In other words, women and their physicians may have to weigh the protection offered by the removal of the ovaries with the risks of this procedure to their long-term health. The data from this study make it clear that there are big costs associated with such a dramatic procedure, and as such, women should consider this decision with great care.
The results of the study may be more pertinent in pre-menopausal women who don’t have a history or family history of breast and/or ovarian cancer. In these women, the long-term health risks of taking out their ovaries may be greater than they realize. But according to the study, 40 percent of women who had their ovaries removed during the hysterectomy had no prior medical history of reproductive cancer.
"This might be a higher proportion than would be expected among women who were fully aware of the worse health outcomes with bilateral removal that we've reported.
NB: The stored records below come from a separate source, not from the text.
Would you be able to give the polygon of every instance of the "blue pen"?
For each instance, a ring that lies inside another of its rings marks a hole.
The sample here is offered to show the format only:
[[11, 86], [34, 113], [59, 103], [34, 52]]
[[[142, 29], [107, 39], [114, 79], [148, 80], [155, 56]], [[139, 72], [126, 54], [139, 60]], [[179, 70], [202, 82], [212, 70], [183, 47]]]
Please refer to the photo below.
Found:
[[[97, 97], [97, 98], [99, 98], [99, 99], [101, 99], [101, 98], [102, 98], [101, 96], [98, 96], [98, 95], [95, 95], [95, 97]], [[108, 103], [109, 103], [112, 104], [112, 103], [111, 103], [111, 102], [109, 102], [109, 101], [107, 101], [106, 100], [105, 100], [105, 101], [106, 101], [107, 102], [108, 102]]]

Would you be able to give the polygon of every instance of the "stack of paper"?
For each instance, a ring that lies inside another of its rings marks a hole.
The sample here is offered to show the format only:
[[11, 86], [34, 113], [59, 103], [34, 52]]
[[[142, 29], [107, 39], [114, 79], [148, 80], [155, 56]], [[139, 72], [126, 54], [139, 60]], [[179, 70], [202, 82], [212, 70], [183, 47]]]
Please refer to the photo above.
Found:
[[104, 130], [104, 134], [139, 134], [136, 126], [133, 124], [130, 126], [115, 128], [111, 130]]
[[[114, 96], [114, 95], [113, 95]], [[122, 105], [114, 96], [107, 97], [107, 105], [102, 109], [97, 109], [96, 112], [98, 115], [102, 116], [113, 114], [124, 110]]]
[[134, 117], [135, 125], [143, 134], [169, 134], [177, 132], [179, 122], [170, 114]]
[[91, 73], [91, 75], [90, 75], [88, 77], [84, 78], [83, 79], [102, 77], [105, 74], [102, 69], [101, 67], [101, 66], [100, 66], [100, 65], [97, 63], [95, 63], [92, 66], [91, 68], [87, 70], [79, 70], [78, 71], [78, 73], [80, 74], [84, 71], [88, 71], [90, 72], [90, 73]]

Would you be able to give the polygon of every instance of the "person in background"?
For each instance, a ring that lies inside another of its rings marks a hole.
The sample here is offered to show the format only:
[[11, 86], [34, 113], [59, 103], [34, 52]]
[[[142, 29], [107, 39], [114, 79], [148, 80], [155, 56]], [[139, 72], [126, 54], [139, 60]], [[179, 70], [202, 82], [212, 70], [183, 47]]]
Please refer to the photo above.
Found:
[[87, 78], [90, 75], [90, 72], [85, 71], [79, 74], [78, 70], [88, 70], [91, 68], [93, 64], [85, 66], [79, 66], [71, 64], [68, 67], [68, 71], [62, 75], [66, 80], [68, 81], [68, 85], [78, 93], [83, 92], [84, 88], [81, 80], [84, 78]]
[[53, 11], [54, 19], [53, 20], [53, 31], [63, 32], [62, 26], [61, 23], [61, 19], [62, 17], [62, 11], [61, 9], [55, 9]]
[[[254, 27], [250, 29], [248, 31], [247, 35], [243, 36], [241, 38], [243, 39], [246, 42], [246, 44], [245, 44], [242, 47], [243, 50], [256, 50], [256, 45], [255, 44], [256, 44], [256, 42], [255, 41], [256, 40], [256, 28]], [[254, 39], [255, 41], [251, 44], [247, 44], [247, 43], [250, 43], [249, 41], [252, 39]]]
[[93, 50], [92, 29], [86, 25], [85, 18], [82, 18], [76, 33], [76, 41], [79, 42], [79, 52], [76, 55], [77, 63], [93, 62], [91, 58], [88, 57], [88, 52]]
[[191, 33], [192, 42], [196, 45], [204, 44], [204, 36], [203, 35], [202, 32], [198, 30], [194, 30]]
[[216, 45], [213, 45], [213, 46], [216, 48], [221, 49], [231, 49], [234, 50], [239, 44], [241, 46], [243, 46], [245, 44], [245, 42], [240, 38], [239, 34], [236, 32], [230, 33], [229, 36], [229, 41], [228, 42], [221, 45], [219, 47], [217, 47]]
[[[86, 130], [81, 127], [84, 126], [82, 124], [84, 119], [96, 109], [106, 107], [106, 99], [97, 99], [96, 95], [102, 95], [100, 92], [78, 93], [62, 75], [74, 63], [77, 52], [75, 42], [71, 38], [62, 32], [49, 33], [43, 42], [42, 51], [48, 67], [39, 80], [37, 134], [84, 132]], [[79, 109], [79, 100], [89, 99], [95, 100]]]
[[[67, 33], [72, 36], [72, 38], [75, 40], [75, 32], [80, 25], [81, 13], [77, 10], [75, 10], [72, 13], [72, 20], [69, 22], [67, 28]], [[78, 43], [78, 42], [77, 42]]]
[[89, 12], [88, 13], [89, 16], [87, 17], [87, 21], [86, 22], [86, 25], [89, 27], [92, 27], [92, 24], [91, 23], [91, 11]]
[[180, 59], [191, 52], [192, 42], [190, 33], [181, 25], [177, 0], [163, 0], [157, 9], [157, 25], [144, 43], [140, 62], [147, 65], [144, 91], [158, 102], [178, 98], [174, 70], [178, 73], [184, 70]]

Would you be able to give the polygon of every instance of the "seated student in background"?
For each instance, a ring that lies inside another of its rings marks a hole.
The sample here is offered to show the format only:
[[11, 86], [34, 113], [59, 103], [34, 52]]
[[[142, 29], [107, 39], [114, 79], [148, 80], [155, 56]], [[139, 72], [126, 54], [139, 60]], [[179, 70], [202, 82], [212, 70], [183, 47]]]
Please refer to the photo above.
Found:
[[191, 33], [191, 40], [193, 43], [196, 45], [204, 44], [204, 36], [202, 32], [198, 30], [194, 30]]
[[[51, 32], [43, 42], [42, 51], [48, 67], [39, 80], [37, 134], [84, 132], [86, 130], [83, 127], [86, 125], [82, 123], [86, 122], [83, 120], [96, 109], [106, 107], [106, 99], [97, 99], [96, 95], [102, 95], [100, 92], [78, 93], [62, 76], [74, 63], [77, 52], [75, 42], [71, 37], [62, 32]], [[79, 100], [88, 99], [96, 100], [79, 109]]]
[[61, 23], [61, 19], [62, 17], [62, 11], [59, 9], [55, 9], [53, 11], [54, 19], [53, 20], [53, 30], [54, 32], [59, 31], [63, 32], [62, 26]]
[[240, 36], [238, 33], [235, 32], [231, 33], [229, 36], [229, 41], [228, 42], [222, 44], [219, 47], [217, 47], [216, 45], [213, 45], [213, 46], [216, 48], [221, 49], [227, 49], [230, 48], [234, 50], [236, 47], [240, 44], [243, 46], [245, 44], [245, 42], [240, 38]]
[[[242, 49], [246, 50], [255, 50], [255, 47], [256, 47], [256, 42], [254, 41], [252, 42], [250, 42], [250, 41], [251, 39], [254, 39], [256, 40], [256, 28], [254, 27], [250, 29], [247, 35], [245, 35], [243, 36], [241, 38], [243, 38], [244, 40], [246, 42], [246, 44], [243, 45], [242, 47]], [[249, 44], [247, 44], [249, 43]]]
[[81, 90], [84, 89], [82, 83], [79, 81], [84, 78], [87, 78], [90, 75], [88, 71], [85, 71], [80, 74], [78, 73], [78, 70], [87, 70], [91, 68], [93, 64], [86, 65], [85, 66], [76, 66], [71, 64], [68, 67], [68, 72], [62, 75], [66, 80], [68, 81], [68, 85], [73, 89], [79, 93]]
In that case, we might expect the proportion of women who select bilateral ovarian removal to decline as the health risks that must be traded for a reduced incidence of ovarian cancer come into sharper focus,” said Lilford.
Of course, women should be making informed decisions with their physicians for all major surgeries. In addition, research to tease apart the effects of hormone replacement therapies and other factors are still needed to understand women’s reproductive health risks after menopause.